Gestational diabetes is a type of diabetes that occurs during pregnancy. It usually appears in the second half of the pregnancy. This diabetes can affect the pregnancy or the health of the baby; however, this condition is controllable and treatable with good health care and medications, if necessary.
After delivery, the blood sugar in women usually returns to normal. In some cases, there is a risk of developing type 2 diabetes.
It is of great importance to timely treat gestational diabetes because it can result in a baby's death before or shortly after birth.
Gestational diabetes doesn't cause noticeable symptoms in most women. As prenatal care, the doctor will check the glucose level. The symptoms that may occur due to high blood sugar are:
- Dry mouth
- Increased thirst
- Frequent urination, especially at night
- Yeast infection
- Blurred vision
The cause of gestational diabetes is unknown.
The placenta produces various hormones during pregnancy. These hormones impair the insulin the mother’s cells, thus increasing the blood sugar. As the baby grows, the placenta produces even more hormones that block the insulin, which can affect the growth and health of the baby.
The risk factors for gestational diabetes include:
- Women over 25
- Family or personal health history – if you have prediabetes or if a close family member has type 2 diabetes; or if you had it during a previous pregnancy
- Unexplained stillbirth
- Delivering a baby over 4 kg.
- Being overweight
- Race – it is more common in Hispanic, American Indian or Asian women
Complications can arise both for the mother and the baby if the gestational diabetes is not carefully controlled.

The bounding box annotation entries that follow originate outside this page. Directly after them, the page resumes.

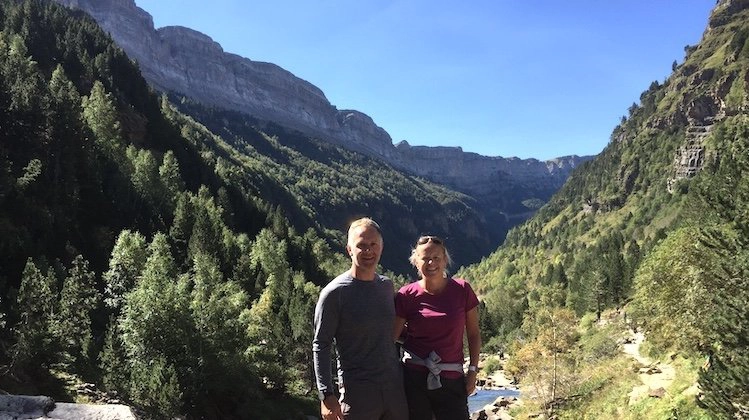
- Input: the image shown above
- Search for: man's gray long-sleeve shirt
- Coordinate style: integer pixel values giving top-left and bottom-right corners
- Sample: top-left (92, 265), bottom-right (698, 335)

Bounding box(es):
top-left (312, 272), bottom-right (401, 398)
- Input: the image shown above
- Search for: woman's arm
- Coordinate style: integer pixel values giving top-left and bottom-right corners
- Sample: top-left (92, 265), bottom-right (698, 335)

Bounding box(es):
top-left (393, 316), bottom-right (406, 342)
top-left (466, 307), bottom-right (481, 395)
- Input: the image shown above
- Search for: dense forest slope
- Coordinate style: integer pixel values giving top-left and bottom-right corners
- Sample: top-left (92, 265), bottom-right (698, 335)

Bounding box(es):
top-left (51, 0), bottom-right (589, 269)
top-left (0, 0), bottom-right (386, 419)
top-left (461, 0), bottom-right (749, 418)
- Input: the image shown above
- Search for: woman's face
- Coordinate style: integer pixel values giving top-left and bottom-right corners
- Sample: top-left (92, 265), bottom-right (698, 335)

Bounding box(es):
top-left (416, 241), bottom-right (447, 279)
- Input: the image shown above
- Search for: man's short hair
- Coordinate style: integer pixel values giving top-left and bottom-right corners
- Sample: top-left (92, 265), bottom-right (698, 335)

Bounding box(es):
top-left (346, 217), bottom-right (382, 242)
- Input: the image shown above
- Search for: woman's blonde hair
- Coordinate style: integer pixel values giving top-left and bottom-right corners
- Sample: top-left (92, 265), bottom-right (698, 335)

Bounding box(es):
top-left (408, 235), bottom-right (453, 275)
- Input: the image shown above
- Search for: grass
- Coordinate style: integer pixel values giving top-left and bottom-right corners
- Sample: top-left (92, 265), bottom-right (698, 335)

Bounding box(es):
top-left (511, 310), bottom-right (710, 420)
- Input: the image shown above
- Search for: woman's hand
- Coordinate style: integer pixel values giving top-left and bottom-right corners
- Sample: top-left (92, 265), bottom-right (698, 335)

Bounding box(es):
top-left (466, 370), bottom-right (478, 396)
top-left (320, 395), bottom-right (343, 420)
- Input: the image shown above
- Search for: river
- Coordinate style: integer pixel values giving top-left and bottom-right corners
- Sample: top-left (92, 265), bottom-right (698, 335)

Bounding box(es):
top-left (468, 389), bottom-right (520, 413)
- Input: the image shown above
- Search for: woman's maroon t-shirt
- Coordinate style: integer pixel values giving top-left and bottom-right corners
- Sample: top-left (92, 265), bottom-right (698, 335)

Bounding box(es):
top-left (395, 278), bottom-right (479, 378)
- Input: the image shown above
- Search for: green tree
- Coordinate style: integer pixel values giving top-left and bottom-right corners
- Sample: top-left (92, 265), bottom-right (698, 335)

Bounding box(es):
top-left (13, 258), bottom-right (56, 369)
top-left (119, 233), bottom-right (193, 416)
top-left (159, 150), bottom-right (185, 212)
top-left (82, 80), bottom-right (125, 162)
top-left (102, 229), bottom-right (148, 312)
top-left (53, 255), bottom-right (100, 365)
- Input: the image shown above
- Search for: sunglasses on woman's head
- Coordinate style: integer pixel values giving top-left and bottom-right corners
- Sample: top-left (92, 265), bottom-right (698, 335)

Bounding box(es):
top-left (416, 235), bottom-right (442, 245)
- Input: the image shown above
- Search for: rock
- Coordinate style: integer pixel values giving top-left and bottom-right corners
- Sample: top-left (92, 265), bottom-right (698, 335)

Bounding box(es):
top-left (0, 395), bottom-right (55, 419)
top-left (0, 394), bottom-right (138, 420)
top-left (648, 388), bottom-right (666, 398)
top-left (48, 403), bottom-right (138, 420)
top-left (471, 410), bottom-right (487, 420)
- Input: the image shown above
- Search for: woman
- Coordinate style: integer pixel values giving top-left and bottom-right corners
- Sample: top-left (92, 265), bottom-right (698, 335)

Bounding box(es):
top-left (393, 236), bottom-right (481, 420)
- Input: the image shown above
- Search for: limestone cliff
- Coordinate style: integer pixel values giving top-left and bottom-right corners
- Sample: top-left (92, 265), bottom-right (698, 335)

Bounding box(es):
top-left (51, 0), bottom-right (585, 213)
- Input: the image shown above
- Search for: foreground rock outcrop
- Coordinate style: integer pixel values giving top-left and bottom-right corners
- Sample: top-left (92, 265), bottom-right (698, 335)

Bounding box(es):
top-left (0, 395), bottom-right (138, 420)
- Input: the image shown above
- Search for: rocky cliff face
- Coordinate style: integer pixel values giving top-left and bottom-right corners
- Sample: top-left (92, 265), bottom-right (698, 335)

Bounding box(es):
top-left (56, 0), bottom-right (585, 213)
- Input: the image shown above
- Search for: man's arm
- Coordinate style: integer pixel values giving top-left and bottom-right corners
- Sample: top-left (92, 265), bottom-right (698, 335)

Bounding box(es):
top-left (312, 288), bottom-right (338, 400)
top-left (312, 288), bottom-right (343, 420)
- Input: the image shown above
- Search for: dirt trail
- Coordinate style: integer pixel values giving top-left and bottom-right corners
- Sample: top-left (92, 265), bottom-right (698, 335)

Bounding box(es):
top-left (623, 331), bottom-right (676, 405)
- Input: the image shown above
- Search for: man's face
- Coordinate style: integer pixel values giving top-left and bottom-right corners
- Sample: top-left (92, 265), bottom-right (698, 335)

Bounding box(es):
top-left (346, 226), bottom-right (382, 270)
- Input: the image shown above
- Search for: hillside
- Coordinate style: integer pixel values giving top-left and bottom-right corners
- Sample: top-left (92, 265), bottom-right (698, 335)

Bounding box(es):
top-left (51, 0), bottom-right (589, 260)
top-left (460, 0), bottom-right (749, 418)
top-left (0, 0), bottom-right (354, 419)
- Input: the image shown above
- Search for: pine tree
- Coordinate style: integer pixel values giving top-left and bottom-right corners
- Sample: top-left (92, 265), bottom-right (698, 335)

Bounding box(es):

The possible complications for mothers are:
- C-section delivery
- Preeclampsia, which causes high blood pressure and other symptoms that can be serious for the lives of both mother and baby
- Future diabetes – either during the next pregnancy or develop type 2 diabetes with age
The possible complications in babies are:
- Excessive birth weight – babies grow larger if the mother has extra glucose, which enters the placenta, further causing the baby’s pancreas to produce more insulin
- Possible birth injuries due to excessive weight of the baby
- Preterm birth – if the baby is large
- Respiratory distress syndrome – early born babies may have difficulty breathing
- Low blood sugar in new-born babies, which may further cause seizures; the level of sugar returns to normal after feeding
- Type 2 diabetes and obesity, later in life
The prevention of gestational diabetes include healthy habits and lifestyle before pregnancy, although there is no assurance. If you already had gestational diabetes during a prior pregnancy, healthy lifestyle and exercises can help to reduce the risk of developing it again in future pregnancies or developing type 2 diabetes.